ACTA: Appel à mobilisation contre une contrefaçon de démocratie
Négocié depuis plus de deux ans dans la plus totale opacité par 37 Etats dont les Etats-Unis, l’Union Européenne (Commission et Conseil), la Corée du Sud et le Japon, ACTA pourrait, s’il est ratifié dans les prochains mois, avoir une incidence dramatique sur l’accès aux savoirs et aux médicaments génériques, le respect des libertés publiques et numériques, la présomption d’innocence ou encore la brevetabilité du vivant. Autant de sujets discutés en dehors de tout débat public et parlementaire et dont la dernière version, bien qu’officiellement actée à Tokyo, reste à ce jour entre les seules mains des négociateurs.

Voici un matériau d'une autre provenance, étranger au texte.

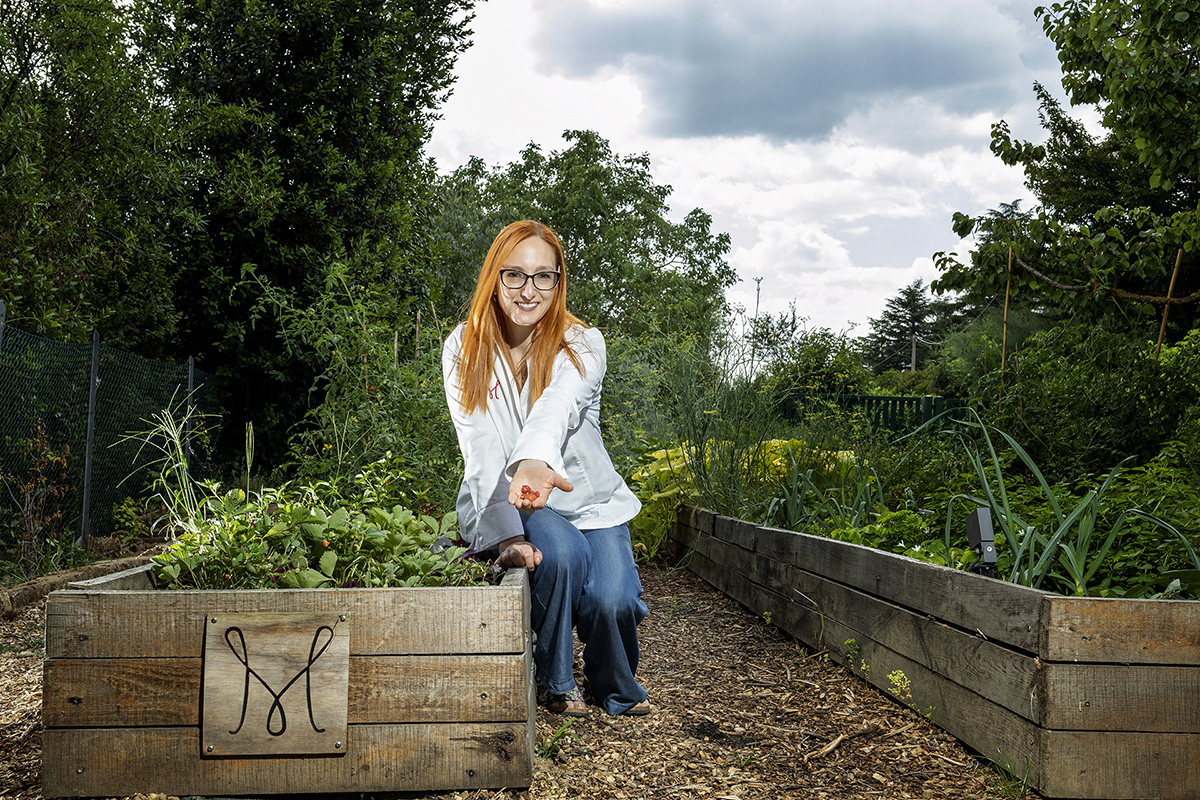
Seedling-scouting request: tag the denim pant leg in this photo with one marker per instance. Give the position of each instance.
(556, 587)
(609, 613)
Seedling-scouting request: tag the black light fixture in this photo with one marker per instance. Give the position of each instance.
(983, 541)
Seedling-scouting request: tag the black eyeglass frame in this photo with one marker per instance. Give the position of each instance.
(526, 277)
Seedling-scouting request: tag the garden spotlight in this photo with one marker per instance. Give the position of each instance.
(983, 542)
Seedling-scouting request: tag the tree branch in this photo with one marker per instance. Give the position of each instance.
(1116, 293)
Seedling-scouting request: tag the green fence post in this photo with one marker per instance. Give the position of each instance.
(93, 384)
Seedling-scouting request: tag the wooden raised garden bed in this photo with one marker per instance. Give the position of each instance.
(1090, 697)
(286, 691)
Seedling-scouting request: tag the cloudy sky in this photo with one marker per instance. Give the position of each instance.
(833, 140)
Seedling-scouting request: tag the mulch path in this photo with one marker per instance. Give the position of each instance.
(742, 713)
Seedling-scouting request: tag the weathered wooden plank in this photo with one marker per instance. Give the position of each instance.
(120, 762)
(1006, 677)
(1105, 630)
(1121, 765)
(439, 689)
(120, 692)
(1121, 697)
(137, 577)
(383, 621)
(717, 572)
(148, 692)
(1001, 611)
(736, 531)
(982, 725)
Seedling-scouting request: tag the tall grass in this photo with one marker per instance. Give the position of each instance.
(723, 419)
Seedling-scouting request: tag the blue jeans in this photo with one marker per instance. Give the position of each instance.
(586, 579)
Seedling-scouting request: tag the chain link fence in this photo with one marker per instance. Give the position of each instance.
(65, 413)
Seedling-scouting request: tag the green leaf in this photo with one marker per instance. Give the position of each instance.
(329, 563)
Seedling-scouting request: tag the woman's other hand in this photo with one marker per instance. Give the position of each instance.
(519, 552)
(533, 482)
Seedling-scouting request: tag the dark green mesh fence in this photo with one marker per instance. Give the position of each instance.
(43, 428)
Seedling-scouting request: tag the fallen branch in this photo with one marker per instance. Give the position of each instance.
(843, 737)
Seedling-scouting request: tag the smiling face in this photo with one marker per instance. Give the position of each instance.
(523, 308)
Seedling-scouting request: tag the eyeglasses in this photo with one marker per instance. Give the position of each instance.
(541, 281)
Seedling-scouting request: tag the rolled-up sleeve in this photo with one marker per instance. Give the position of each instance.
(485, 458)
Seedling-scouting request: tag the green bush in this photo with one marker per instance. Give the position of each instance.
(1079, 400)
(277, 541)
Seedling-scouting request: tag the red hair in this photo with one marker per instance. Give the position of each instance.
(485, 323)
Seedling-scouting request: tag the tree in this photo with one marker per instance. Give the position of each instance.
(88, 167)
(655, 287)
(901, 328)
(631, 270)
(306, 120)
(1138, 62)
(1103, 245)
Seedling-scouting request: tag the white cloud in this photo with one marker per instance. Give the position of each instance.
(838, 221)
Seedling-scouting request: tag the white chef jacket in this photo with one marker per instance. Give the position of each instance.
(562, 428)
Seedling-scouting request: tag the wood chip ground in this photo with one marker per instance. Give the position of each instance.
(741, 713)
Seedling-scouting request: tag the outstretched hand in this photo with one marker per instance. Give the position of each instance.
(533, 482)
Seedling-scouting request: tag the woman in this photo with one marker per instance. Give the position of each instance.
(522, 379)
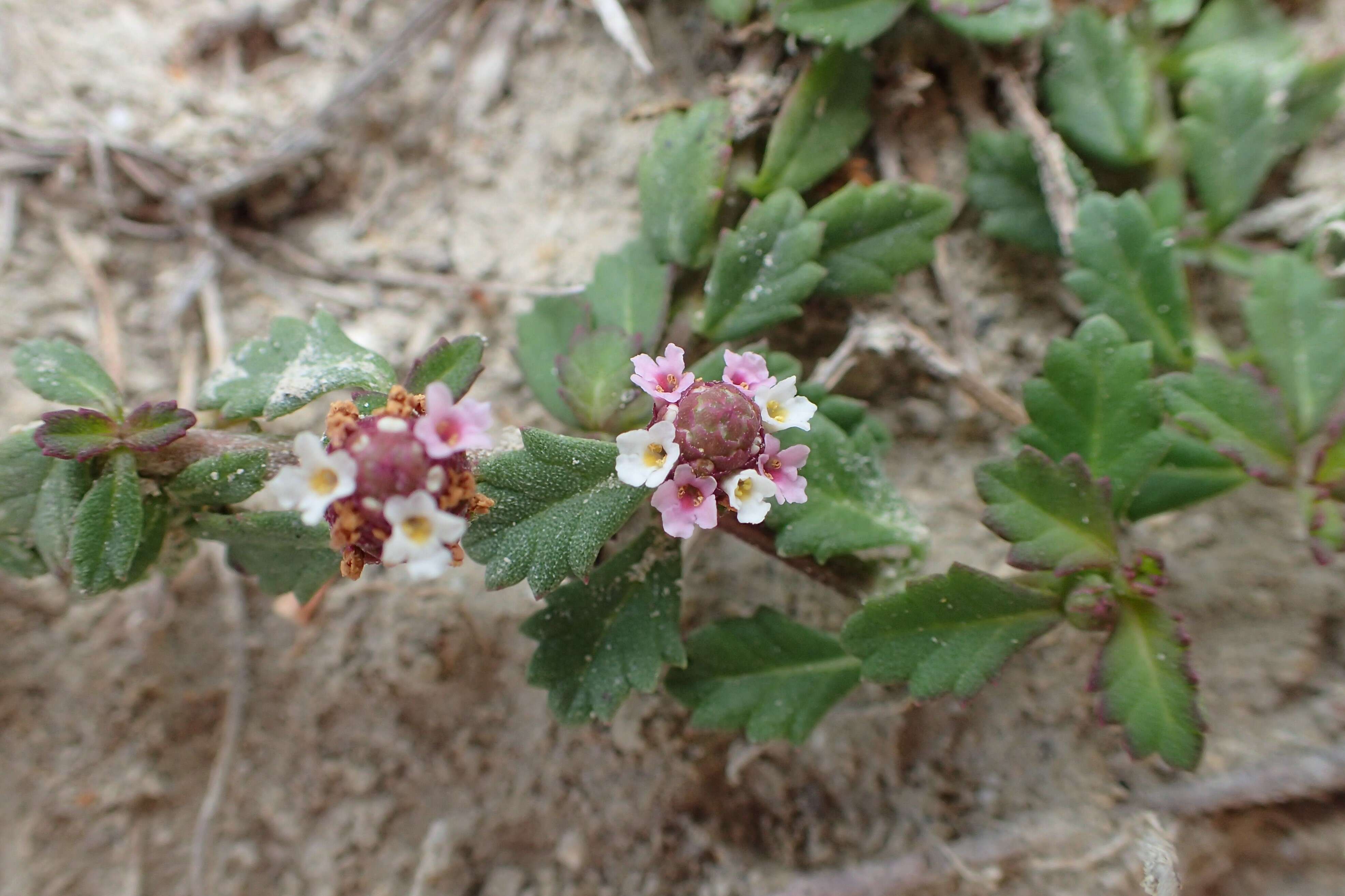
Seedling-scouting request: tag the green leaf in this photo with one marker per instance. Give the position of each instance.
(297, 364)
(1007, 186)
(1148, 687)
(107, 528)
(849, 22)
(1097, 400)
(1313, 100)
(60, 372)
(630, 292)
(224, 480)
(1297, 325)
(1169, 14)
(276, 547)
(54, 516)
(766, 675)
(77, 435)
(1236, 416)
(1252, 34)
(949, 634)
(763, 271)
(878, 233)
(732, 11)
(544, 337)
(851, 506)
(454, 364)
(557, 502)
(596, 380)
(1191, 473)
(1232, 139)
(824, 116)
(1098, 89)
(682, 183)
(1129, 271)
(993, 21)
(1056, 516)
(602, 640)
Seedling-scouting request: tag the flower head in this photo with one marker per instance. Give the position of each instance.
(421, 534)
(747, 372)
(318, 481)
(448, 428)
(782, 469)
(686, 501)
(665, 379)
(748, 491)
(783, 408)
(648, 455)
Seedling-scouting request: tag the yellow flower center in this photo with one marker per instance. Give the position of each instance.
(323, 482)
(654, 455)
(419, 529)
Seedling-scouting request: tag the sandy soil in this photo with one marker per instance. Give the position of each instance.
(393, 746)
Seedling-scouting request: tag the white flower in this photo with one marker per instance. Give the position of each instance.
(317, 482)
(783, 408)
(748, 491)
(648, 455)
(420, 534)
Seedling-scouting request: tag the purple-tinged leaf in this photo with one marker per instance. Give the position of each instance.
(77, 435)
(154, 426)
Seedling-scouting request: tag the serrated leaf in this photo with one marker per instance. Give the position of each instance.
(1169, 14)
(54, 516)
(454, 364)
(1129, 271)
(732, 11)
(60, 372)
(767, 675)
(1297, 325)
(949, 634)
(1097, 400)
(1191, 473)
(1056, 516)
(763, 271)
(1243, 33)
(993, 21)
(224, 480)
(601, 640)
(77, 435)
(681, 183)
(1236, 416)
(1148, 688)
(544, 337)
(595, 376)
(107, 528)
(1097, 87)
(851, 506)
(848, 22)
(878, 233)
(824, 116)
(630, 292)
(1232, 139)
(557, 502)
(298, 363)
(278, 548)
(1005, 185)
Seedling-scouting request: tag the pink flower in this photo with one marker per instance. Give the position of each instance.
(782, 467)
(747, 372)
(665, 379)
(686, 501)
(447, 428)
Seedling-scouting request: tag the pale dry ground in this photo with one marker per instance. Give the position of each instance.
(397, 734)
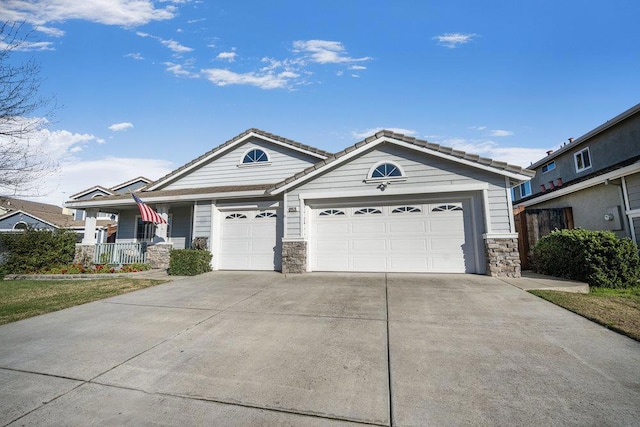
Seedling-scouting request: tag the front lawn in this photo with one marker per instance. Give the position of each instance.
(20, 299)
(617, 309)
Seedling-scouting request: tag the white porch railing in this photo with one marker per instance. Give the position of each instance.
(120, 253)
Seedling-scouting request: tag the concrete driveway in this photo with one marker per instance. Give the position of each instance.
(318, 349)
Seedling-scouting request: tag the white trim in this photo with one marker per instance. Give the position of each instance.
(394, 191)
(247, 151)
(500, 236)
(228, 148)
(486, 210)
(385, 178)
(193, 197)
(512, 225)
(597, 180)
(374, 143)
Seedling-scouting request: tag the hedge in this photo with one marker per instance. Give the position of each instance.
(189, 262)
(598, 258)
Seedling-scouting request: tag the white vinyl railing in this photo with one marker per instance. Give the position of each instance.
(120, 253)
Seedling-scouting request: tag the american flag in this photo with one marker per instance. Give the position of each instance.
(148, 214)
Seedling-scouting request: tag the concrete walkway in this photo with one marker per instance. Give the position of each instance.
(318, 349)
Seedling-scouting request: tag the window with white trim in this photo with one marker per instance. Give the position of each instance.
(548, 167)
(446, 208)
(368, 211)
(582, 159)
(255, 156)
(386, 170)
(525, 189)
(331, 212)
(266, 215)
(236, 216)
(406, 209)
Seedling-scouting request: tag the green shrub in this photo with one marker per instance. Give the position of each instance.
(189, 262)
(598, 258)
(31, 250)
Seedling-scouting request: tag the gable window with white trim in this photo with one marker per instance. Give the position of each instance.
(385, 172)
(548, 167)
(582, 159)
(255, 157)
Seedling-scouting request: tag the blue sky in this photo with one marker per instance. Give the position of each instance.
(145, 86)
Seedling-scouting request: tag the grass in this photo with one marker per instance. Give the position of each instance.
(617, 309)
(20, 299)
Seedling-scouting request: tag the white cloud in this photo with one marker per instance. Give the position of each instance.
(179, 70)
(501, 132)
(453, 40)
(367, 133)
(175, 47)
(518, 156)
(325, 51)
(117, 127)
(135, 55)
(227, 56)
(75, 175)
(127, 13)
(50, 31)
(263, 80)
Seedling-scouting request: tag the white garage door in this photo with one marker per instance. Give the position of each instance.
(400, 238)
(248, 241)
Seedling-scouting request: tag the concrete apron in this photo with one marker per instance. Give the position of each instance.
(318, 349)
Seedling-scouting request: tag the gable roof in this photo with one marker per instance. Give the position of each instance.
(502, 168)
(587, 136)
(244, 136)
(90, 190)
(115, 188)
(43, 212)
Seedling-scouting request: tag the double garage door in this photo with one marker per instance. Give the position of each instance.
(427, 237)
(399, 238)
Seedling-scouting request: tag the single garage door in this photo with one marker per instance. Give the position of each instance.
(248, 241)
(399, 238)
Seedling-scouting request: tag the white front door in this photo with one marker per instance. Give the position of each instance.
(399, 238)
(249, 240)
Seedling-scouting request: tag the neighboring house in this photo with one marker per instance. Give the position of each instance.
(16, 215)
(591, 182)
(99, 191)
(389, 203)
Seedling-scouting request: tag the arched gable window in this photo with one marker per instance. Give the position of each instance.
(386, 171)
(255, 156)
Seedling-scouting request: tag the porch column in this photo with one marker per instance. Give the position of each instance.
(90, 227)
(161, 229)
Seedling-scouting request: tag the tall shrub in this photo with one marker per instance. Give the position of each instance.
(32, 250)
(598, 258)
(189, 262)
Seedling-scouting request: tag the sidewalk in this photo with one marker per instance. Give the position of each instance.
(530, 280)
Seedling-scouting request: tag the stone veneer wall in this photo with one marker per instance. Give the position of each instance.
(503, 259)
(84, 254)
(294, 257)
(158, 255)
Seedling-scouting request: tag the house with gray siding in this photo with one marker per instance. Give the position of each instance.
(595, 177)
(389, 203)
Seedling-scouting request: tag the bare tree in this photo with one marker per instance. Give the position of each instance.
(24, 113)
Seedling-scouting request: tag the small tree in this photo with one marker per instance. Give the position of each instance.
(22, 161)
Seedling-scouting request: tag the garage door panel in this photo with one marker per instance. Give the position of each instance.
(249, 242)
(404, 241)
(367, 227)
(408, 245)
(369, 245)
(446, 244)
(407, 226)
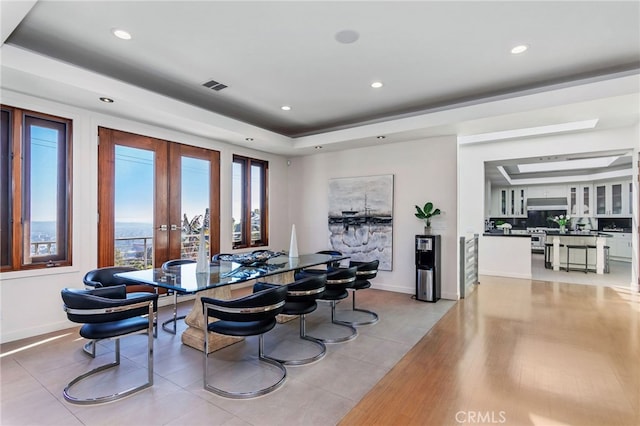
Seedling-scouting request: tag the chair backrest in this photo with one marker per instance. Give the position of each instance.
(308, 288)
(175, 262)
(258, 306)
(366, 270)
(104, 304)
(105, 277)
(340, 278)
(331, 253)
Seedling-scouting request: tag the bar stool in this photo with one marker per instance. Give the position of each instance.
(548, 255)
(577, 247)
(606, 257)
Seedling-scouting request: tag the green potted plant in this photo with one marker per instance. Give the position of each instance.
(426, 213)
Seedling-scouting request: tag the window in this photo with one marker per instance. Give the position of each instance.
(35, 171)
(250, 206)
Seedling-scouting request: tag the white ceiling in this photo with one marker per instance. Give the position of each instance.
(445, 66)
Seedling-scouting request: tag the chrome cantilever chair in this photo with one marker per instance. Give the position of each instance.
(365, 271)
(107, 313)
(165, 267)
(106, 277)
(338, 279)
(252, 315)
(301, 300)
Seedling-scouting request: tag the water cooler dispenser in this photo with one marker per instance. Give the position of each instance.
(428, 268)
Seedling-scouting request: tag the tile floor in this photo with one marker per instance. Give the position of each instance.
(35, 371)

Pour Sandrine Bélier, eurodéputée Europe Ecologie membre de l’Internet Core Group et de la Commission Affaires constitutionnelles:
«Le mode même de négociation est inacceptable. Il augure d’une nouvelle forme de gouvernance qui fait fi des règles de transparence et d’exercice démocratique imposées par le traité de Lisbonne lui-même. Court-circuiter les élus européens et nationaux revient à donner les pleins pouvoirs législatifs à quelques hauts fonctionnaires et lobbies privés, et leur permettre de se partager le monde en toute impunité, tel un petit Yalta. Dans l’article 6.4 de l’accord de Washington (dernière version disponible à ce jour), l’accord dispose en outre qu’après ratification d’ACTA, tout pays signataire pourra déposer un amendement au traité pour en modifier un passage, court-circuitant ainsi tout processus législatif et démocratique établi. En tant qu’élus européens, garants de l’intérêt public, nous ne pouvons accepter cela! N’en déplaise à la Commission et au Conseil, l’exercice démocratique n’est pas synonyme de petits arrangements entre amis réalisés dans le dos de nos concitoyens et de leurs représentants élus au suffrage universel!».
Pour Yannick Jadot, eurodéputé Europe Ecologie, et Vice président de la commission Commerce international:
«Jusqu’au bout, les négociateurs auront travaillé sans aucun contrôle démocratique, refusant de publier les textes, (on attend toujours la version finale issue de Tokyo), alimentant les soupçons et les craintes de ce que le texte recélait. Les seuls exemplaires du texte qui circulaient au sein de la commission Commerce international l’étaient sous le sceau du secret et de la haute confidentialité. Pourtant, les eurodéputés ont marqué depuis le début des négociations leur inquiétude face à l’absence de dialogue et de transparence, avec par exemple une déclaration écrite signée par une majorité de députés européens, et une résolution (le 10 mars dernier). Inquiétude qui semble ne pas impacter outre mesure les décisions des négociateurs, puisqu’il est envisagé aujourd’hui d’augmenter le nombre de participants au traité ACTA à la Chine, au reste de l’Asie et au Moyen Orient… sans faire pour autant davantage de promesses sur la transparence ni s’interroger sur les réels impacts de cet accord.»
Et les deux eurodéputés de conclure:
«Comme l’a déjà rappelé le Parlement européen à de multiples reprises, l’heure est grave. Elus, associations, citoyens, médias, démocrates de tous bords doivent se mobiliser au plus vite, au-delà des clivages partisans, pour faire échec à ce contournement de la démocratie et faire pression sur leurs gouvernements et élus pour qu’ils ne ratifient pas ce texte. A défaut, plus qu’un arsenal contre la contrefaçon, c’est bien plus une contrefaçon de démocratie et des heures sombres pour nos concitoyens que nous promet ACTA!».